21. Oktober 2010 – Besondere Wagennummer zeigt Fahrzeuggeschichte

Aktuelles 3333
Die Wagennummer „3333“ ist tatsächlich etwas Besonderes: Noch nie hatte ein Rheinbahn-Linienfahrzeug eine vierstellige Ordnungsnummer aus vier gleichen Ziffern.

Für den Fahrgast ist die wichtigste Nummer an öffentlichen Nahverkehrsmitteln die Liniennummer.
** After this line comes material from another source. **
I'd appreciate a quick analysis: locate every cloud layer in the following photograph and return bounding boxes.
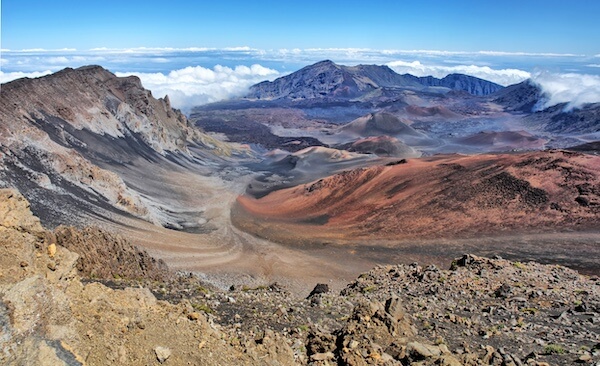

Zusätzlich trägt jedes Fahrzeug aber noch eine Wagennummer: Innerbetrieblich wird der Wagenpark so „durchnummeriert“ und meist sind die Zahlensysteme so aufgebaut, dass anhand der Ordnungsziffern Fahrzeugart, -typ, und -einsatzzweck für den Eingeweihten direkt erkennbar sind. Das erleichtert Werkstätten, Betriebshofdisponenten, Fahrpersonal, Leitstelle, Buchhaltung usw. die Arbeit. Auch bei der Rheinbahn hat jedes Fahrzeug seine Wagennummer: Alle Bahnen und Busse tragen heute eine vierstellige Kennung, jeder Turm-LKW ebenso wie alle Dienstfahrzeuge bis hin zum Gabelstapler in der Zentralwerkstatt.

Ursprünglich hatten die Düsseldorfer Bahnen und Busse Wagennummern in aufsteigender Folge. Das heute gültige vierstellige Nummernsystem wurde ab den 1950er Jahren zunächst im Straßenbahnbereich eingeführt, im Laufe der Zeit verfeinert, immer weiter ergänzt und schließlich auf alle Betriebszweige ausgeweitet. So erhielten 1960 alle Omnibusse die Wagennummern mit vier Ziffern und 1970 als letzte „Fahrzeugklasse“ die Arbeitswagen.

Was kann nun eine Besonderheit an einer solchen Wagennummer sein? Zum Beispiel, dass sie aus vier gleichen Ziffern besteht („Schnapszahl“). Das ist in der fast 130jährigen Nahverkehrsgeschichte Düsseldorfs bei einem Linienwagen noch nicht vorgekommen – bis jetzt. Als erstes Personenfahrzeug der Rheinbahn trägt der 33. Niederflurwagen des Typs NF8 U eine solche Nummer, nämlich die „3333“. Für die Rheinbahn Grund genug, auf dieses Nummernspiel mit einer besonderen Gestaltung hinzuweisen.

Aktuelles 3333
Die verschiedenen Fahrzeugzeichnungen sind sehr dezent an den Seitenflächen des NF8 U angebracht worden, die Jahreszahlen geben die Baujahre der einzelnen Serien an. Im Innenraum sind noch weitere Zeichnungen entlang des Lichtbandes an der Decke vorgesehen, so dass sich auch die Fahrgäste in der Bahn über die Straßenbahnentwicklung orientieren können.
Aktuelles 3333
Detailansicht der Außengestaltung des Tw 3333. Durch die Scheiben sind zwei Originale der dargestellten Wagentypen zu erahnen, nämlich ein Niederflurwagen „NF8“ und ein Stadtbahnwagen „B80“.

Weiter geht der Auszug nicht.